「話す」という能力
言葉が出てこない
昔からそうなんですが。
私、伝えたいことが上手く言葉にならないのです。
こうやって文章にすれば、どんどん言葉が出てきて、言いたいことが書けます。
でも、しゃべろうとすると、うまく文章にならない。
伝えたいことが、正しい言葉として出てこないのです。
たとえば、ハンドソープがなくなったから詰めておいて、ということを伝えたい時。
「三階の…石鹸…」
それだけ言うのが精いっぱい。
「三階の石鹸がなくなったから、足しておいて」と、文章でなら書けます。
なのに、話すと、その文章が口から出てこないのです。
虹を見つけたとき。
「虹が出てるよ!見に来て!」と言いたいのに。
「虹! 虹! 虹!虹!虹!」と連呼することしかできません。
頭の中では、文章ができているのに。
どうしても、「虹が出てる」という文章が、口から出てこないのです。
言葉が消えていく
興奮している時や、あわてているときはなおさらです。
伝えたいことを伝えようと焦れば焦るほど、言葉は消えていってしまいます。
まるで、私の興奮した激しい気持ちが大きな圧力となって、言葉のシャボン玉を、できた端からつぶしていってしまうようです。

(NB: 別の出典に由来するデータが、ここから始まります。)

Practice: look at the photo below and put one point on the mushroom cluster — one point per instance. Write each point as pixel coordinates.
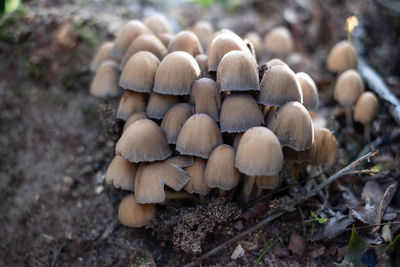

話しかけられた時も、うまく答えることができないので、頷くか首を横に振るだけ、なんてことも多いです。
これは、話したくないのではなく、言いたいことがあっても、話したくても、とっさに言葉が出てこないからです。
自分で自分にイライラ
落ち着いて話していても、言葉にならないこともある。
そんな時は、自分で自分にイライラします。
相手が言いたいことを想像して、先回りして言ってくれることもあるけれど。
それが外れていることが多くて、余計にイライラ。
どうして、言葉が出てこないんだ!
違う、そういうことが言いたいんじゃない!
ちょっと待って!今言葉をさがしてる!
そんな風に、イライラしてしまいます。
だから、決まり文句のようなものがあると、助かります。
前の仕事は、ほとんど決まり文句でしゃべっていたので、接客でも仕事ができていました。
何百通りもの決まり文句を覚えて、その中から選んで話せばいから、話せていました。
要するに、アドリブが効かない、といったところでしょうか。
だから、どうでもいいような会話ができない。
その瞬間に、適切な言葉を発することができない。
文章を書くことと話すことは、別の能力
一体、頭の中で何が起こっているのでしょう。
言葉を文章にすることと、しゃべることは、どうしてこんなに違うのでしょう。
全く違う能力なんですね。
だから、ネット上での会話は、とても楽です。
生でしゃべると、間を考えたり、消えゆく言葉を必死で追いかけたり、沢山のことをしなければなりません。
文章を目で追いかけることが、できません。
不思議です。
その代り、言葉が話せないくらい小さい子や、言葉を苦手とする障害を持つ子たちとは、なぜかテレパシーのようにコミュニケーションが取れます。
本当に、不思議です。
考えていることを話すという能力。
それについて、もっと研究が進めばいいと思います。